The results from the zone analysis are shown in Fig. S3, with data shown in Table S4 in the Supplemental Material. The median AUCs for PZ were 0.81, 0.77, 0.77, 0.73, 0.58, and 0.63 for MEADC, DK, K, BID, BID*, and F respectively. For TZ, median AUCs were 0.84, 0.74, 0.86, 0.72, 0.60, and 0.62 respectively. Summary values with ranges are shown in Table S4 in the Supplemental Material, where in general, the IVIM parameters showed greater variability in range and overall lower performance compared to the kurtosis and mono‐exponential parameter maps. Across site implementations, kurtosis performed better in the TZ than the PZ; however, all other parameter maps were roughly equivalent independent of zone.

Index Lesion

The results of the index lesion analysis are shown in Table S5 and Fig. S4 in the Supplemental Material. The median AUCs were 0.82, 0.75, 0.58, 0.62, 0.79, and 0.77 for MEADC, DK, K, BID, BID*, and F respectively. While MEADC remains similar to the other experiments, the BID and BID* parameter maps become less variable under this condition, while the DK and K maps become more variable between site implementations.

Clustergram Analysis

The results of the clustergram analysis are shown in Fig. S2 in the Supplemental Material for each of the contrasts. The heat maps shown indicate SD from the mean for each value. More consistency and grouping were seen in the MEADC, K, DK, and BID, with less consistency seen in BID* and F. For MEADC, K, and DK, results indicated that four site implementations were virtually identical in values.

Cluster Limit

The results of the cluster limit analysis are detailed in Fig. 5, with values shown in Table S4 in the Supplemental Material. Across both conditions (high‐grade vs. low‐grade and cancer vs. benign atrophy) parameter maps AUC increased as minimum cluster to be included was increased from 100 to 500 T₂‐resolution voxels in 100 increments. Increases in median AUC went from 0.74 to 0.87, 0.69 to 0.80, 0.71 to 0.85, 0.68 to 0.77, 0.51 to 0.60, and 0.59 to 0.65 for MEADC, DK, K, BID, BID*, and F respectively. Independent of cluster limit, mono‐exponential ADC and the kurtosis fit parameters showed smaller ranges of variability between sites. Additionally, the variability between sites in the IVIM parameter maps tended to increase as cluster limit was increased (Fig. 5). Figure S5 in the Supplemental Material shows the number of lesions included in the analysis at each step, indicating that the number of lesions across all conditions decreased by more than half as the cluster limit increased from 100 to 500.

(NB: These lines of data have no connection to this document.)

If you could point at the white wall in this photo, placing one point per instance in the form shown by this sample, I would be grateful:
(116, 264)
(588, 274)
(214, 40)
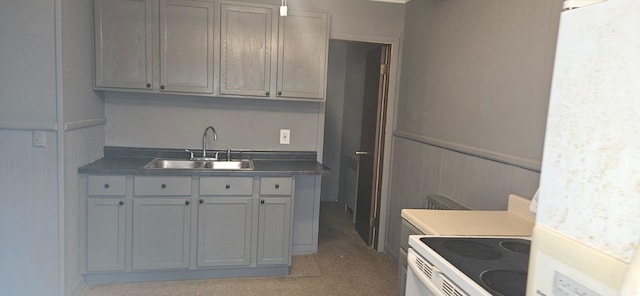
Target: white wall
(478, 76)
(27, 36)
(138, 120)
(83, 117)
(590, 183)
(472, 106)
(29, 248)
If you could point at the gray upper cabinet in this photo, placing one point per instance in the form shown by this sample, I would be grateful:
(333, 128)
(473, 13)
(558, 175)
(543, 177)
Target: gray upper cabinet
(186, 46)
(248, 37)
(234, 49)
(302, 55)
(123, 44)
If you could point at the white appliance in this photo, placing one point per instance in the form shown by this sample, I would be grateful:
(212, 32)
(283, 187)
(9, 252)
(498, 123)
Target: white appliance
(587, 224)
(467, 265)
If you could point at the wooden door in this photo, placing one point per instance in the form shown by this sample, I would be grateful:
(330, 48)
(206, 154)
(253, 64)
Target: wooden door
(247, 39)
(123, 44)
(186, 46)
(371, 151)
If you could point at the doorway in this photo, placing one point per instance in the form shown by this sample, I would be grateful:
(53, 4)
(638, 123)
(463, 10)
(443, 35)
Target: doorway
(355, 120)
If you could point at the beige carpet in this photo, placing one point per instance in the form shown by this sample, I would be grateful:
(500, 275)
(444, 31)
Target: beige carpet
(344, 265)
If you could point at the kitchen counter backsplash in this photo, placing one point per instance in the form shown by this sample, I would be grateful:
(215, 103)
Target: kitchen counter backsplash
(127, 160)
(132, 152)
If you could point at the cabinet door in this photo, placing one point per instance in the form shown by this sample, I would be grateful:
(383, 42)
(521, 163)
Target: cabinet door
(224, 231)
(105, 234)
(274, 235)
(123, 40)
(246, 38)
(186, 46)
(302, 55)
(161, 233)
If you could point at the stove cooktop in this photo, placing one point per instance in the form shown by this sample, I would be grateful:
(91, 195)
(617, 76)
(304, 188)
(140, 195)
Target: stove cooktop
(498, 265)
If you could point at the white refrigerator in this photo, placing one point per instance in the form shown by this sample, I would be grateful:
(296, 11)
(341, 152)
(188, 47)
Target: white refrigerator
(588, 223)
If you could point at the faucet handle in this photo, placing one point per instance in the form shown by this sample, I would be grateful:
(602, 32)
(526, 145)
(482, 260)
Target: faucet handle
(190, 153)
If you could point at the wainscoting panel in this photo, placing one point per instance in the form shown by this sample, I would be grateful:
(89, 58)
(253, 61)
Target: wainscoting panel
(420, 169)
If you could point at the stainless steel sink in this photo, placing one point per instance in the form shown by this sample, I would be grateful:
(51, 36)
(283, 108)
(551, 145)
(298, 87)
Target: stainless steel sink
(232, 165)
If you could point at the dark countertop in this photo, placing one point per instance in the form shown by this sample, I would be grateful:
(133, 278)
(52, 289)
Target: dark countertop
(131, 161)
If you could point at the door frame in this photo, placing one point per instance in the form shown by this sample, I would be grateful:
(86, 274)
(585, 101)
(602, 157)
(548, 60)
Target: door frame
(394, 60)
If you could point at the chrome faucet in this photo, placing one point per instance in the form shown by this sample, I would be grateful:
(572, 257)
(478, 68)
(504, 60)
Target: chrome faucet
(204, 139)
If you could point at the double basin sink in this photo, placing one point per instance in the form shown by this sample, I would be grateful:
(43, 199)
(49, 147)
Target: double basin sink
(197, 164)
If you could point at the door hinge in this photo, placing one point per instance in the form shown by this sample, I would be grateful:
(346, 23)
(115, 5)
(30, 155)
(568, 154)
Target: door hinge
(384, 69)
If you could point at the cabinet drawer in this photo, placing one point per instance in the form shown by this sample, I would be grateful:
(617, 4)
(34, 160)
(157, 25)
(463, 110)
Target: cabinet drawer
(162, 186)
(107, 185)
(226, 186)
(275, 186)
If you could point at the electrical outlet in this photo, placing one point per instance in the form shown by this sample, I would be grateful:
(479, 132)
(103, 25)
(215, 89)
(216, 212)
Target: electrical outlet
(285, 136)
(38, 139)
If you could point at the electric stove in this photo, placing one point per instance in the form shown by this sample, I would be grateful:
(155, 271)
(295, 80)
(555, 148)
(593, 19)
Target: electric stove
(464, 265)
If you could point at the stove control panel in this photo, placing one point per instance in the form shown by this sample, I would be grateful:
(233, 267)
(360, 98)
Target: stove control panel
(566, 286)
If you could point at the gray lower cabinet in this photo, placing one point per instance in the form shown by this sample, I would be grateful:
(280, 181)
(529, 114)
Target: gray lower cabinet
(161, 222)
(161, 233)
(274, 233)
(163, 227)
(274, 220)
(106, 223)
(225, 211)
(106, 234)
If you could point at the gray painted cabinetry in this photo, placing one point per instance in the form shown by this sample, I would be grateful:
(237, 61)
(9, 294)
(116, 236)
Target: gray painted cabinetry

Receiver operator characteristic area under the curve (ROC AUC) for all institutions grouped by fit and repeated varying the minimum lesion size included in the analysis. Lesion size limit was varied from 100 voxels to 500 voxels stratifying G3+ vs. benign atrophy (Left) and stratifying G3 from high‐grade tumors (Right). There is a trend towards increasing AUC as the cluster limit for inclusion becomes more selective in both cancer vs. benign and low‐grade vs. high‐grade. Fits that are highly variable between sites remain highly variable independent of cluster limit.

Extraction Metric

The results of varying the extraction metric (median, mean, or 10th percentile) are shown in Table S7 and Fig. S6 in the Supplemental Material. While the median value across all sites is relatively consistent independent of which metric is chosen, the variability between sites is highly dependent on the metric used to extract a value from an ROI.

Multi Pathologist

The results of the multi pathologist experiment are shown in Fig. 6. Varying the ground truth had a substantial effect on both the median AUC as well as the extent of the inter‐site‐variability. MEADC, DK, and K values calculated from observer 5's annotations had the greatest AUC and tightest range of AUC between sites at differentiating cancer from regions left unlabeled by all pathologists (unlabeled consensus). Numeric results are shown in Table S8 in the Supplemental Material. The AUCs from BID varied by observer showed consistency between site implementation with the exception of a few outliers, while BID* and F both showed large ranges of AUC regardless of the observer defining ground truth.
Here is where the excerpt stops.